A mon époque, le demi de mêlée était celui qui colmatait les brèches, qui compensait les erreurs de ses coéquipiers. Toto, lui, parvient à bonifier les ballons, à valoriser les qualités des autres joueurs. Au-delà de sa qualité individuelle, qui est énorme, sa réflexion porte sur la meilleure manière de valoriser les actions de ses coéquipiers. C’est pour ça qu’on l’appelle le ministre de l’intérieur. Avec lui, le demi de mêlée a acquis une autre dimension.
Comment expliquez-vous qu’il fasse l’unanimité sur son jeu ?
Cela va bien au-delà de son jeu, ça concerne sa personnalité. Il est tellement humble et exemplaire qu’on lui pardonne les rares erreurs qu’il peut faire. Même lorsqu’il prend un carton rouge, alors qu’il ne l’a pas fait exprès, il s’excuse.
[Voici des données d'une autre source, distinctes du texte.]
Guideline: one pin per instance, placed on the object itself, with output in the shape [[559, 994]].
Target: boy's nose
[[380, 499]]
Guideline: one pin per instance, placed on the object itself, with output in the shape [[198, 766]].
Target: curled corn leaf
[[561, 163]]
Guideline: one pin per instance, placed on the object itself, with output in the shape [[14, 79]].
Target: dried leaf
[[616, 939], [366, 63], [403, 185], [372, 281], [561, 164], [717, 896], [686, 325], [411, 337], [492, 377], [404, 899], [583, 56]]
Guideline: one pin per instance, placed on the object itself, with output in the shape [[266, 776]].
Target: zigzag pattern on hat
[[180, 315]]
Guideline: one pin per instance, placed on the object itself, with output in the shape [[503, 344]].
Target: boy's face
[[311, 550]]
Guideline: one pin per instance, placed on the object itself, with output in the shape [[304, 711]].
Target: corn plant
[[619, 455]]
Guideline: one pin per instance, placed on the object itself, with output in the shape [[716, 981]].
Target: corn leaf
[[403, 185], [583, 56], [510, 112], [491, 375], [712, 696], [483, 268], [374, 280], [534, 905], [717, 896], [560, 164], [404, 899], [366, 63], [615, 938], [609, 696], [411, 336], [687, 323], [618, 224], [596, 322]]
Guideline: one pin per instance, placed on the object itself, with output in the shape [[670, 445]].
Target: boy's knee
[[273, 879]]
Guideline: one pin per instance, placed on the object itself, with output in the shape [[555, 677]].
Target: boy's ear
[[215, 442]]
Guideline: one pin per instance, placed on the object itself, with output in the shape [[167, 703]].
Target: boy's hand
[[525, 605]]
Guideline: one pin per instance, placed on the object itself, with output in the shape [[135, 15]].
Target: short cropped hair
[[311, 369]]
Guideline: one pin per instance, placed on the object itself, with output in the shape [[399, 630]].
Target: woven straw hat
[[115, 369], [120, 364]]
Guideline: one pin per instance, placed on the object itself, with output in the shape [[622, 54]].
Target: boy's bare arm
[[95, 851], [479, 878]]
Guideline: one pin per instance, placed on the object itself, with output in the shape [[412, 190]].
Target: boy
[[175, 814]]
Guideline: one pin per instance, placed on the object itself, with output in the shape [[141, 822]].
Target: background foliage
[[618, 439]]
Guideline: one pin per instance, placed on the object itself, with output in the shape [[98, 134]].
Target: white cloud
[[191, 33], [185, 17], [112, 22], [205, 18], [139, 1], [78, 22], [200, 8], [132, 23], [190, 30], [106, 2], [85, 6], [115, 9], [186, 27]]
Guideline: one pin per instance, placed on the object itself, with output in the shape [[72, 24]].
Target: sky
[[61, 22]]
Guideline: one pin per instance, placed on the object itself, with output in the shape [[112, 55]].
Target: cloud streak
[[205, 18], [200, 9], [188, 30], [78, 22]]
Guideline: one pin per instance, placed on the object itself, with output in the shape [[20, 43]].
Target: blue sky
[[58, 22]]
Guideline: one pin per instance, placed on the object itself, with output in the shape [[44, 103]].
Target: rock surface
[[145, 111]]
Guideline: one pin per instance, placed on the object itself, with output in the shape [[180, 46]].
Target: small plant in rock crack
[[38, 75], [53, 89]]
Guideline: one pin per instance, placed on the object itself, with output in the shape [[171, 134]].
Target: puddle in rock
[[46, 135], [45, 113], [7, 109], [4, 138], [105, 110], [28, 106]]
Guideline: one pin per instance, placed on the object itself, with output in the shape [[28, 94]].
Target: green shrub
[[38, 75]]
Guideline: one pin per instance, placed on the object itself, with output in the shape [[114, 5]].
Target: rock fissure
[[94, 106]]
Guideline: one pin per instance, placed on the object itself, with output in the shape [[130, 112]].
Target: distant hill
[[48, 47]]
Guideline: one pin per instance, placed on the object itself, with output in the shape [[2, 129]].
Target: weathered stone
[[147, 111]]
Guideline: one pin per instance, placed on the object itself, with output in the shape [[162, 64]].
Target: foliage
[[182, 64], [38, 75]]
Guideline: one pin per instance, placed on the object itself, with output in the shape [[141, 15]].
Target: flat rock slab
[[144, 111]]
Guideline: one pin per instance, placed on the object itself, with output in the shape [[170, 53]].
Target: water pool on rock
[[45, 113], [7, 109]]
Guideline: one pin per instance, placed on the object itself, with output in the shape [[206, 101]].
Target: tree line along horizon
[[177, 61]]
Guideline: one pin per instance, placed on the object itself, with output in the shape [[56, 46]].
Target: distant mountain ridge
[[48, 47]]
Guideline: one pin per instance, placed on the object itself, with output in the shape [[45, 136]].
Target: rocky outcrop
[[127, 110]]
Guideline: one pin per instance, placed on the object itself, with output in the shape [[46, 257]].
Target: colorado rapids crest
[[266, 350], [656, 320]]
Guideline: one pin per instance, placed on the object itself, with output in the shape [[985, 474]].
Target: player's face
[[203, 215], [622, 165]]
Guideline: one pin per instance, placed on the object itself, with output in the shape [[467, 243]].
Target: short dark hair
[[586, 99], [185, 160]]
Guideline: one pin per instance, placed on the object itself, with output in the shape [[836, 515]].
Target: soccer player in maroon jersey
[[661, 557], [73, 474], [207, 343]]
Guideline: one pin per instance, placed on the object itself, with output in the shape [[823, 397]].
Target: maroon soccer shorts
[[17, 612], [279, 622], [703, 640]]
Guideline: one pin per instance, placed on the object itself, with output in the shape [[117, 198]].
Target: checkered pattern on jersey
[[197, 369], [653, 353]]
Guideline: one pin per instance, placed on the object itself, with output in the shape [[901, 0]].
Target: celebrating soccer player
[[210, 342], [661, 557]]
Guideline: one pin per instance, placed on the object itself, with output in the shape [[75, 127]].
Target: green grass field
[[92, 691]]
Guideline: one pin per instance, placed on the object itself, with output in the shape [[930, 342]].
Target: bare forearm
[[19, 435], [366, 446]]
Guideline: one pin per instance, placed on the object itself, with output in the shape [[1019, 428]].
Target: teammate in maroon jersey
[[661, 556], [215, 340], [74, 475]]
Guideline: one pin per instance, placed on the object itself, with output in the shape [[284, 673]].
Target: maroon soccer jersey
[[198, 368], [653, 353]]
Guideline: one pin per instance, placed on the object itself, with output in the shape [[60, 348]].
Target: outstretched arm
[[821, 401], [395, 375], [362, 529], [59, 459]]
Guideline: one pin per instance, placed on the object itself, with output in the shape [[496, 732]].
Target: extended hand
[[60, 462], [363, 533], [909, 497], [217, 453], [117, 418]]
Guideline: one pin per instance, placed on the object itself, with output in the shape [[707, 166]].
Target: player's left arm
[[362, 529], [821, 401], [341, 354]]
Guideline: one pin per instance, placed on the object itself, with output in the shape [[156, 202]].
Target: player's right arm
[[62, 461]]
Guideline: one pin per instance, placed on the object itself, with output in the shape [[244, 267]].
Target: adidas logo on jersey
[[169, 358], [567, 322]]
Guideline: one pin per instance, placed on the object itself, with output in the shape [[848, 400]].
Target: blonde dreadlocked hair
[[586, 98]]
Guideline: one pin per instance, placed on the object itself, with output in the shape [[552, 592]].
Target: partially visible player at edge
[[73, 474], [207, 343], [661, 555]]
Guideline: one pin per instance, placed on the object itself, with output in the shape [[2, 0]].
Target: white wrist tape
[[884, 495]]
Quel impact a eu son passage à Auch ?
Il ne peut pas être très important car il n’y est pas resté assez longtemps et il était jeune, en cadet et en junior. Si Auch n’était pas descendu, pour finalement disparaitre du paysage professionnel, avec Anthony (Jelonch), ils seraient restés. A 17 ans, ils auraient joué en Fédérale 1. Ils sont tous les deux très attachés au club. Ils revendiquent d’ailleurs leur histoire gersoise avec Anthony et Greg (Alldritt). Même si Toto est à la limite des Hautes-Pyrénées.
A quel autre joueur que vous avez croisé vous fait-il penser ?
A Fabien Galthié avec qui j’ai joué et que j’ai entraîné. Je l’ai connu dans ses meilleures années. S’il n’avait pas le même caractère, il avait la même exigence envers lui-même et les autres. Dans sa dimension de joueur, ils se ressemblent.